The FTSE opened Zen despite the early slide in oil prices and the sell-off in Asian equity markets. The UK miners and oil companies are again victims of sharp price moves, both positive and negative. Anglo American opened the week 2% higher yet rapidly shred gains as Fresnillo (-1.52%), Rio Tinto (-1.13%), Randgold (-0.96%) and BHP (-0.94%) occupied the front seats among losers in London.
Investors are expected to sit still before China releases its growth figures in Q4. The consensus is 6.9% on year and appears to be somewhat optimistic if we look to the aggressive shrivelling in Chinese stocks over the past six months. Of course the Chinese economy has not plummeted at a similar speed than Shanghai’s stocks; nevertheless a potentially strong read could only raise the scepticism regarding the accuracy of the official data.

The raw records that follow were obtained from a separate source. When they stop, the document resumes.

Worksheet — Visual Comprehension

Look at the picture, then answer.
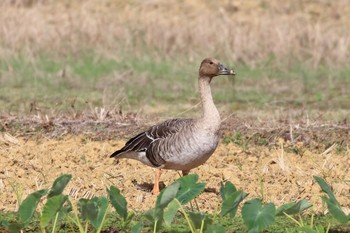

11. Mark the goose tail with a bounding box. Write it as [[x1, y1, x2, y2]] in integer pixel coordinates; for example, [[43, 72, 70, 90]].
[[109, 148, 125, 158]]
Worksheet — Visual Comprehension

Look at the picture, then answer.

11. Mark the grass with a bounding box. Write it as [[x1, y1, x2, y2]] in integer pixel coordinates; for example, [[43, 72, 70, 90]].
[[0, 0, 350, 117], [0, 52, 350, 114]]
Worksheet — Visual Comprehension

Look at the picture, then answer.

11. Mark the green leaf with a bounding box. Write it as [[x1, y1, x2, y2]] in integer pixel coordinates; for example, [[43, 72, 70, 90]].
[[188, 212, 213, 229], [298, 226, 319, 233], [163, 200, 179, 226], [154, 182, 180, 222], [17, 189, 48, 225], [107, 185, 128, 221], [47, 174, 72, 198], [313, 176, 339, 204], [131, 222, 142, 233], [220, 181, 237, 201], [205, 224, 226, 233], [40, 194, 68, 228], [322, 196, 350, 223], [144, 209, 163, 231], [78, 196, 108, 229], [78, 198, 98, 220], [175, 174, 205, 205], [220, 191, 248, 217], [276, 199, 312, 216], [3, 222, 24, 233], [242, 198, 276, 232], [89, 196, 108, 229], [156, 182, 180, 209]]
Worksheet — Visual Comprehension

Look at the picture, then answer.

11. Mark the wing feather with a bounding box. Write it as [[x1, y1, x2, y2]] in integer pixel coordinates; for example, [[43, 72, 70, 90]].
[[110, 119, 193, 167]]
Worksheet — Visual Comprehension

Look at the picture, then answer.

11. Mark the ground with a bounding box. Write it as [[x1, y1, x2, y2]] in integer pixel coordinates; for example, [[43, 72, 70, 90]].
[[0, 118, 350, 213]]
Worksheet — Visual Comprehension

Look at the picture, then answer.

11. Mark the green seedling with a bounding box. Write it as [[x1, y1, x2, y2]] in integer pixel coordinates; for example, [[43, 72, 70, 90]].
[[242, 198, 276, 233], [313, 176, 350, 223]]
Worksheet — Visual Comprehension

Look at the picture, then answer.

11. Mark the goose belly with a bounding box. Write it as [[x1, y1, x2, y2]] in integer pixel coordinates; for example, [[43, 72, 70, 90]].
[[163, 132, 219, 170]]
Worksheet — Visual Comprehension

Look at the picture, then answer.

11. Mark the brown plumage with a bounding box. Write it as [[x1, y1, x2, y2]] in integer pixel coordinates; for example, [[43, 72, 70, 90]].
[[111, 58, 235, 194]]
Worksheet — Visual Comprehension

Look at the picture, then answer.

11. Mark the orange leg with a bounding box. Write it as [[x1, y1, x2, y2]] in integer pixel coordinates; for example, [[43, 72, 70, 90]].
[[152, 169, 162, 196], [182, 170, 190, 176]]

In the absence of major economic data due today, discussions on China, oil will certainly keep the headlines busy. The risk-off flows are expected to dominate the session.

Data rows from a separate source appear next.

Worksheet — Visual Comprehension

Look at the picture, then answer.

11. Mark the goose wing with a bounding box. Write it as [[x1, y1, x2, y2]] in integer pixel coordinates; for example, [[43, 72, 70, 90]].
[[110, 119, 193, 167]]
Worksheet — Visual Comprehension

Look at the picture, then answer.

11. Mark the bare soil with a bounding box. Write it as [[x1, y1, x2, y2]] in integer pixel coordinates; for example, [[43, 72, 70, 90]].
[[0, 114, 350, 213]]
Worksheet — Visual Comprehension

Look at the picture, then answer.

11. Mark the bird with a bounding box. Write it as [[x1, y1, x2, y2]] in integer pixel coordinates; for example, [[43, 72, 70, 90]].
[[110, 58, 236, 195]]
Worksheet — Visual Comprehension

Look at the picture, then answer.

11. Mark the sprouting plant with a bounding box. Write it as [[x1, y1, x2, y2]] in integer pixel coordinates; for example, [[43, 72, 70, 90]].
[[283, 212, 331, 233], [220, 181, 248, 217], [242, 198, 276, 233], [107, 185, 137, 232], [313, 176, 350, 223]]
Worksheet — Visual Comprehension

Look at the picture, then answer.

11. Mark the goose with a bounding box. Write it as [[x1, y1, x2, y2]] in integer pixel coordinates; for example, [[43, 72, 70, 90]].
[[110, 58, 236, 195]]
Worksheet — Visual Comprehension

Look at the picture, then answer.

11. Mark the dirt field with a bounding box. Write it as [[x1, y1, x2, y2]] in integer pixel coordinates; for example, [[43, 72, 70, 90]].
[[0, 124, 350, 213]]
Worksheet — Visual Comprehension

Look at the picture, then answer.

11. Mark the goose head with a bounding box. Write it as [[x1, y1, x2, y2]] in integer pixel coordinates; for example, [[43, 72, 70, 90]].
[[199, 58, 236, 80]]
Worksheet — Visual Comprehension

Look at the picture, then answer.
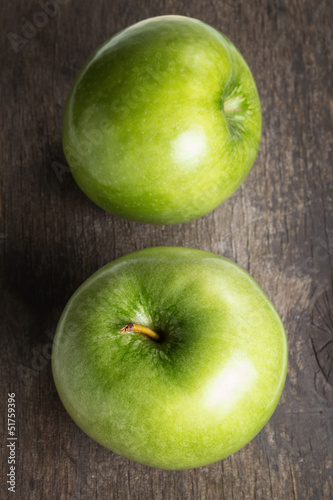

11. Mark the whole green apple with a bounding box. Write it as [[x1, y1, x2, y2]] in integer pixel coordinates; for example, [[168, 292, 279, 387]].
[[63, 16, 261, 224], [52, 247, 287, 469]]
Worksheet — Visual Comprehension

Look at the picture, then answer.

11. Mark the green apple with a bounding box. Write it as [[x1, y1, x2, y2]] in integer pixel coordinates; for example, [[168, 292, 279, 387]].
[[52, 247, 287, 469], [63, 16, 261, 224]]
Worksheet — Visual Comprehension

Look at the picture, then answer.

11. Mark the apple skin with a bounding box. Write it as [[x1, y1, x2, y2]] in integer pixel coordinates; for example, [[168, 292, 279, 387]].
[[63, 16, 261, 224], [52, 247, 287, 469]]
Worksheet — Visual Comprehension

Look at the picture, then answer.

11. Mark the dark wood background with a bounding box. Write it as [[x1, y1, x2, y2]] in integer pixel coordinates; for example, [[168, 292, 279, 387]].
[[0, 0, 333, 500]]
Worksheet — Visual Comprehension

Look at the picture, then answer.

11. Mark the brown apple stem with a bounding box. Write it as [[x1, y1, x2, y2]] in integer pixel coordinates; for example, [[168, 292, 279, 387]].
[[120, 323, 160, 340]]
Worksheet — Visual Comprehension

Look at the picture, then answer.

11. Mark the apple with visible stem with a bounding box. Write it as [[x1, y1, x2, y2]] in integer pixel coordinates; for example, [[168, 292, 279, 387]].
[[63, 16, 261, 224], [52, 247, 287, 469]]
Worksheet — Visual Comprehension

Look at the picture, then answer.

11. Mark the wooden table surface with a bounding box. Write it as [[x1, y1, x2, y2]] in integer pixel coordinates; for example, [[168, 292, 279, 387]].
[[0, 0, 333, 500]]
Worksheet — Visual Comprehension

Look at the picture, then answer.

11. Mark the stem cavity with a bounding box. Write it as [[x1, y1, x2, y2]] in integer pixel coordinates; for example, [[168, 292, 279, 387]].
[[120, 323, 160, 341]]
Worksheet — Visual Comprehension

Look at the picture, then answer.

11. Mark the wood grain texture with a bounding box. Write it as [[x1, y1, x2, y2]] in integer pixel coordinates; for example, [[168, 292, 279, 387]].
[[0, 0, 333, 500]]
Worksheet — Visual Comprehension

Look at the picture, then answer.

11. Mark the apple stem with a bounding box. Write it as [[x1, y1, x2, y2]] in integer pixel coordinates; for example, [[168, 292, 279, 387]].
[[120, 323, 160, 340]]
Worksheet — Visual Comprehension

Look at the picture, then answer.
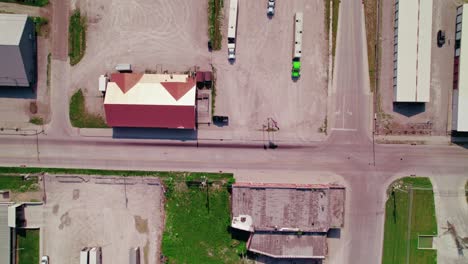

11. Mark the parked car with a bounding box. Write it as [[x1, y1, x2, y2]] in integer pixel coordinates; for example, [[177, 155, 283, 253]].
[[213, 116, 229, 126], [41, 256, 49, 264], [267, 0, 275, 17], [203, 72, 213, 89], [437, 30, 445, 48]]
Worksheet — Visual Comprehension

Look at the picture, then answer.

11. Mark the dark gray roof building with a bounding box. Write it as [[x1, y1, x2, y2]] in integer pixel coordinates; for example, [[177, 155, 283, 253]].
[[0, 14, 37, 87], [231, 183, 345, 260]]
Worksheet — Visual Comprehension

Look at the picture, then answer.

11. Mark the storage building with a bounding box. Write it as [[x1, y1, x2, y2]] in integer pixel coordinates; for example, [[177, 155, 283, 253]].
[[452, 4, 468, 132], [0, 14, 37, 87], [104, 73, 196, 129], [393, 0, 433, 103]]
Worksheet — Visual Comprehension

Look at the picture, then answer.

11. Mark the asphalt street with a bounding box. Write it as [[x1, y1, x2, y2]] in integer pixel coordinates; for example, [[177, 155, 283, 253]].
[[0, 0, 468, 264]]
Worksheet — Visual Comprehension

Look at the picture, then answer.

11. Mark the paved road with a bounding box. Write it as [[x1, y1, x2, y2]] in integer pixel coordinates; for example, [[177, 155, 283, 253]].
[[0, 0, 468, 264]]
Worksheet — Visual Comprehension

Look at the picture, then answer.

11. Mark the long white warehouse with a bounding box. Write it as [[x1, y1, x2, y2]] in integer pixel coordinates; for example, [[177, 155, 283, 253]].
[[393, 0, 433, 103], [452, 4, 468, 132]]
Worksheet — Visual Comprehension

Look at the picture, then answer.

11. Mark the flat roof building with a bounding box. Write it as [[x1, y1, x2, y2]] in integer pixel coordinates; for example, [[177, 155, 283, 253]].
[[231, 183, 345, 259], [104, 73, 196, 129], [393, 0, 433, 103], [0, 14, 37, 87], [452, 4, 468, 132]]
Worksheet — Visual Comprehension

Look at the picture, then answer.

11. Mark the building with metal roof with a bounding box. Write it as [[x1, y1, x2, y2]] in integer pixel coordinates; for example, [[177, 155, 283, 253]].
[[393, 0, 433, 103], [452, 4, 468, 132], [0, 14, 37, 87], [231, 183, 345, 259], [104, 73, 196, 129]]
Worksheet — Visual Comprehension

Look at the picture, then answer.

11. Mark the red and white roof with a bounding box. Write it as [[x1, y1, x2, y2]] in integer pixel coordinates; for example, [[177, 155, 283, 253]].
[[104, 73, 196, 129]]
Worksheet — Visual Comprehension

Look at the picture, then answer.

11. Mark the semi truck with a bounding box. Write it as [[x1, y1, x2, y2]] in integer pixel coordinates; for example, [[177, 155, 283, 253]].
[[228, 0, 239, 61], [291, 12, 303, 79]]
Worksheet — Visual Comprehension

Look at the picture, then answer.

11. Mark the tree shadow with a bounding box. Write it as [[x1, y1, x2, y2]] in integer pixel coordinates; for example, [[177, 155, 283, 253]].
[[450, 131, 468, 149], [112, 127, 198, 141], [393, 102, 426, 117]]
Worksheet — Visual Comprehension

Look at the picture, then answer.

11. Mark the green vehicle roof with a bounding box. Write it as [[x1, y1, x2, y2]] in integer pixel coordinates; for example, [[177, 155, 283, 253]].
[[293, 61, 301, 69]]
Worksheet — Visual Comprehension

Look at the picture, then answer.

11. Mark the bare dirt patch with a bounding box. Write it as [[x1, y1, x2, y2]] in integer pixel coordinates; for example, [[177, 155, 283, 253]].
[[42, 175, 164, 264]]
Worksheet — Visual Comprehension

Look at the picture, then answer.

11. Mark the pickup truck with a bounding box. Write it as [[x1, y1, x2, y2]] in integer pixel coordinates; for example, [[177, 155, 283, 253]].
[[267, 0, 275, 17]]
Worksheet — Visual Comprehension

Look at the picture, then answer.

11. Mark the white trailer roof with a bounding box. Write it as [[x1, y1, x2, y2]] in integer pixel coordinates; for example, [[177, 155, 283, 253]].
[[228, 0, 238, 38], [453, 4, 468, 132], [394, 0, 433, 102], [294, 12, 303, 58]]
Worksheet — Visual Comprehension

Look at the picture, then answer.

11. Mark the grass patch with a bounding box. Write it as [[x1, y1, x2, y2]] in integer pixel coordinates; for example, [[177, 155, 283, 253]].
[[29, 116, 44, 126], [162, 175, 246, 264], [324, 0, 340, 57], [363, 0, 380, 92], [0, 0, 49, 7], [0, 167, 234, 183], [0, 175, 39, 192], [208, 0, 224, 50], [31, 17, 49, 37], [382, 178, 437, 264], [70, 89, 108, 128], [418, 236, 433, 248], [16, 228, 39, 264], [68, 9, 86, 65]]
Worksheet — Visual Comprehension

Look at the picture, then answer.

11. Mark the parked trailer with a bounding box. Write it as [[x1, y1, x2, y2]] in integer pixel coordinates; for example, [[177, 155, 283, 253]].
[[89, 247, 102, 264], [228, 0, 238, 61], [128, 247, 140, 264], [115, 63, 132, 72], [291, 12, 303, 78], [80, 247, 90, 264]]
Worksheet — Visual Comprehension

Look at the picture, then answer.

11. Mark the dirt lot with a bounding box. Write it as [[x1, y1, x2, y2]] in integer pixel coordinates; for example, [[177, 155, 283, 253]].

The 6000 mark is expected to cap a potential recovery attempt. Pound depreciation against the euro and the US dollar is good but certainly not enough to drive the UK industrials into the bull market this Monday.
Surpassing the 0.75 mark, the euro-pound is considered in the mid-term bullish consolidation zone. Dovish BoE expectations and the Brexit risks appear to be supportive of the euro. From a technical perspective, the 0.7425 (major 38.2% on November-January rise) should be the base for a further recovery to 0.7875. At this level, the euro would have recovered half of losses accumulated over the past year.